Despite the frequency of this issue, there is still a reluctance to seek help due to the potential judgements teenagers may receive.

“There is still shame attached to mental health and a belief that it’s a character weakness rather than an illness. This makes people more opposed to seeking support from professionals or peers,” William Woessner, interim school psychologist, said.

This has been happening for a while, as “mental health has been historically ostracized. This has led many people to either avoid talking about it or not having the knowledge for types of treatment,” Mr. William Mansfield, MTSD director of student social, behavioral and health services, said.

When teens do not receive professional treatment, they often resort to unhealthy coping mechanisms such as self harm or substance abuse.

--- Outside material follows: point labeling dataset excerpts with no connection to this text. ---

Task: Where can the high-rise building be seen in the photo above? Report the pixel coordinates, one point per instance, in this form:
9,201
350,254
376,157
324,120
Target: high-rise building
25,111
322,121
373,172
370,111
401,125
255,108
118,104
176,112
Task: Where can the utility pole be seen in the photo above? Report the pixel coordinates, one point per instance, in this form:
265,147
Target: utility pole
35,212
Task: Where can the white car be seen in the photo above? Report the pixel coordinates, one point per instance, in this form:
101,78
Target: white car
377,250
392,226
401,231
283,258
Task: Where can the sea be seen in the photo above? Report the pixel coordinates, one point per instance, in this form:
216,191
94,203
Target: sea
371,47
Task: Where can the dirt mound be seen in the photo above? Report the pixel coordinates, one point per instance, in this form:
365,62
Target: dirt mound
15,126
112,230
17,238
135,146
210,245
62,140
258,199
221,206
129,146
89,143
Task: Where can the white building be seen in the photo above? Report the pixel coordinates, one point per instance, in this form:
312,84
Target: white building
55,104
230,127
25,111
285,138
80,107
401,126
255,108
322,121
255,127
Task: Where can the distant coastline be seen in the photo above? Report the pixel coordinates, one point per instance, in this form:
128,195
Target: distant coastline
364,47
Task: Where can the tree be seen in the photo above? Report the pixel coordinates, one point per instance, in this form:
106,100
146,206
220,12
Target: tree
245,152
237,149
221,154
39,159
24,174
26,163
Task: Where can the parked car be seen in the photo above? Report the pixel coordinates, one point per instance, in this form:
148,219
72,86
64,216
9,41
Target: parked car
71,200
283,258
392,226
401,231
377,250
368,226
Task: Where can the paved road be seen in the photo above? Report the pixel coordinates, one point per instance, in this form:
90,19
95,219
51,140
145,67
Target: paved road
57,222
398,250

“Often substance abuse and physical self harm are symptoms of a larger concern. These maladaptive coping strategies provide easy and quick release to mask the greater issue and can escalate into more dangerous behaviors if left unaddressed,” Mansfield said.

Short-term coping mechanisms may potentially have dangerous long-term repercussions on the individual. There are many mental health resources provided by the MTSD that can provide accessible services and guidance to those struggling.

There are “guidance counselors, school social emotional workers, psychologists and a full time nurse in order to identify the students in need at a much younger age than the majority of districts,” Woessner said.

The professional aid is widely available in the district.

“We have a wonderful student support staff here at Homestead, and across the MTSD. It is my hope that any student who is experiencing concerns with their mental health, or the mental health of a friend or classmate, would feel comfortable reaching out,” Mansfield said. “We all must work harder to normalize conversations about our mental health and be proactive about getting help when we need it – just as we would see a medical doctor for treatment for our physical health.”

Though mental health has negative effects on teenagers, the MTSD is working to combat this by providing professional resources and encouraging seeking support.